- Vanderpool Vanderpool
- Coordinates: 29°44′43″N 99°33′18″W﻿ / ﻿29.74528°N 99.55500°W
- Country: United States
- State: Texas
- County: Bandera
- Elevation: 1,578 ft (481 m)
- Time zone: UTC-6 (Central (CST))
- • Summer (DST): UTC-5 (CDT)
- Area code: 830
- GNIS feature ID: 1379206

= Vanderpool, Texas =

Vanderpool is a small unincorporated community in Bandera County in the Texas Hill Country, United States, which is part of the Edwards Plateau. Although it is unincorporated, Vanderpool has a post office, with the ZIP code of 78885. According to the Handbook of Texas, Vanderpool had a population of 22 in 1990. Hunting, ranching and tourism are prime contributors to the regional economy.

==Geography==
Vanderpool is located along the Sabinal River in the Sabinal Canyon. It is in western Bandera County at the intersection of Texas State Highway 187 and Ranch to Market Road 337.

===Climate===
The climate in this area is characterized by hot, humid summers and generally mild to cool winters.
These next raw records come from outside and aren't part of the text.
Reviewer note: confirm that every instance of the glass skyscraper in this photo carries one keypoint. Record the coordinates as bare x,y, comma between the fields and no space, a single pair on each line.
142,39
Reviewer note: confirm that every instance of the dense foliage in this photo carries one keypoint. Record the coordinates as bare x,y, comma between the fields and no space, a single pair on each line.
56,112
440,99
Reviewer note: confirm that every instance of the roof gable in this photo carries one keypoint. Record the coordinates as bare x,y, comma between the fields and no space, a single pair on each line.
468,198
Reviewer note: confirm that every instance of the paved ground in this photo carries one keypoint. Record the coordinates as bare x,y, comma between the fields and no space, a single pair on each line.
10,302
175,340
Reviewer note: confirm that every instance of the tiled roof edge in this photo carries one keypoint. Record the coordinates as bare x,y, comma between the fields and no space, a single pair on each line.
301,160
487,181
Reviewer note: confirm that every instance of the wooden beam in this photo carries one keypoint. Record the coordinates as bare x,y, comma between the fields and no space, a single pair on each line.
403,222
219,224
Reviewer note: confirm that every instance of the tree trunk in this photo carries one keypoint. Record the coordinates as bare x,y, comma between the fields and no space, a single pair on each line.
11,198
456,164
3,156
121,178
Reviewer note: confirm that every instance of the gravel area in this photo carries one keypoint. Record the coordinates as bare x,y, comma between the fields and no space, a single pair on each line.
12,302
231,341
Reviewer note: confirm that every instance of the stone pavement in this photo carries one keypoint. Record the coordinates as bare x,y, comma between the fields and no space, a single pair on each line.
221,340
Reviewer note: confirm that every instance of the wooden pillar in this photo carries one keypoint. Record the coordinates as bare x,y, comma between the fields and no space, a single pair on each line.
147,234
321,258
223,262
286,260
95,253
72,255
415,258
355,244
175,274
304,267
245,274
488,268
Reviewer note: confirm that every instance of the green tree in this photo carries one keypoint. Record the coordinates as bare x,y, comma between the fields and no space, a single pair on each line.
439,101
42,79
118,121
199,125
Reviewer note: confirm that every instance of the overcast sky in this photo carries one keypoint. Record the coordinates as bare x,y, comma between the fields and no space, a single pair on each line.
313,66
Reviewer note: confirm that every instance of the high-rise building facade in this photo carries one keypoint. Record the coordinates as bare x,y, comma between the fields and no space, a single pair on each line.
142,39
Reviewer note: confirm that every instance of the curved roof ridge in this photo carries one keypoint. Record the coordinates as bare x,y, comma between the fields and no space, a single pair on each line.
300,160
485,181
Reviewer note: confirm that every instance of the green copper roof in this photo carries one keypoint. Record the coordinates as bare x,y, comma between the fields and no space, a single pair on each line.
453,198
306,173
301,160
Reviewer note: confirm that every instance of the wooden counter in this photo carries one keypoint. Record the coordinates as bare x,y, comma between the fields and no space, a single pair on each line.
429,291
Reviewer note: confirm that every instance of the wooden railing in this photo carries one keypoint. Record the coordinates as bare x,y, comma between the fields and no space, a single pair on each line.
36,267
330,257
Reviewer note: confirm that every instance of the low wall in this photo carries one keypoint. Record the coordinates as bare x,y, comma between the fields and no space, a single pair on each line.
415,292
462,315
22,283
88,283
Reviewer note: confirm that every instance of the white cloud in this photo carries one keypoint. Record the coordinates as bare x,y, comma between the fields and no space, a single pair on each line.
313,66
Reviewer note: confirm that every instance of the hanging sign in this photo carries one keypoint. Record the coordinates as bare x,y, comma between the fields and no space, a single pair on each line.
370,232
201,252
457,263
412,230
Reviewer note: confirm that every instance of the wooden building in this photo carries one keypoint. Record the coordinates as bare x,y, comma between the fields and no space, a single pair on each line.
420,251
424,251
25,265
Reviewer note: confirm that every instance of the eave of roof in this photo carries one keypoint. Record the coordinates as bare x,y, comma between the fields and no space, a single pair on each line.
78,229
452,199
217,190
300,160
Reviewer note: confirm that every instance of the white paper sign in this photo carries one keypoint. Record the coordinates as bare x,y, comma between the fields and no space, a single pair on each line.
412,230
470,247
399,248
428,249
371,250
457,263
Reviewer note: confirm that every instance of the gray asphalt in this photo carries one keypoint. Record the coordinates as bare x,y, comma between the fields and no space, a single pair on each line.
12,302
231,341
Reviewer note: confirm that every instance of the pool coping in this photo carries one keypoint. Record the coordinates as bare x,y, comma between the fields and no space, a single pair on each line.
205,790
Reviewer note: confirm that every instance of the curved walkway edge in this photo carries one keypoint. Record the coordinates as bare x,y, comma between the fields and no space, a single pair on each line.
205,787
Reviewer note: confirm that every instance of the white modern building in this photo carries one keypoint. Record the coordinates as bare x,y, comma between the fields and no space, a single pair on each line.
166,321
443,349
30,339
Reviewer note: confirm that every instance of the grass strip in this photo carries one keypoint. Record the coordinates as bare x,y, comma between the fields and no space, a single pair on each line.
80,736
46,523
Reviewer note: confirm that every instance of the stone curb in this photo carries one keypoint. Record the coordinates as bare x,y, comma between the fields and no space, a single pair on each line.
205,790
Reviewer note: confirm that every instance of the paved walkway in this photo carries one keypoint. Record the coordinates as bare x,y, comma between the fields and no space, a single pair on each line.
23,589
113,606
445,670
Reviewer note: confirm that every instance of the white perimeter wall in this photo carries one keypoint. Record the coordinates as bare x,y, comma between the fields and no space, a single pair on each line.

According to the Köppen Climate Classification system, Vanderpool has a humid subtropical climate, abbreviated "Cfa" on climate maps.

==Education==
The Utopia Independent School District serves students in the area.

==Attractions==
Vanderpool is home to the Lone Star Motorcycle Museum, which features over 50 classic motorcycles from 1910 to the modern era. Lost Maples State Park is located a few miles north of town. Garner State Park, in which the Green kingfisher can be spotted, is about a 30-minute drive to the southwest. It is a popular birdwatching destination for American and foreign tourists.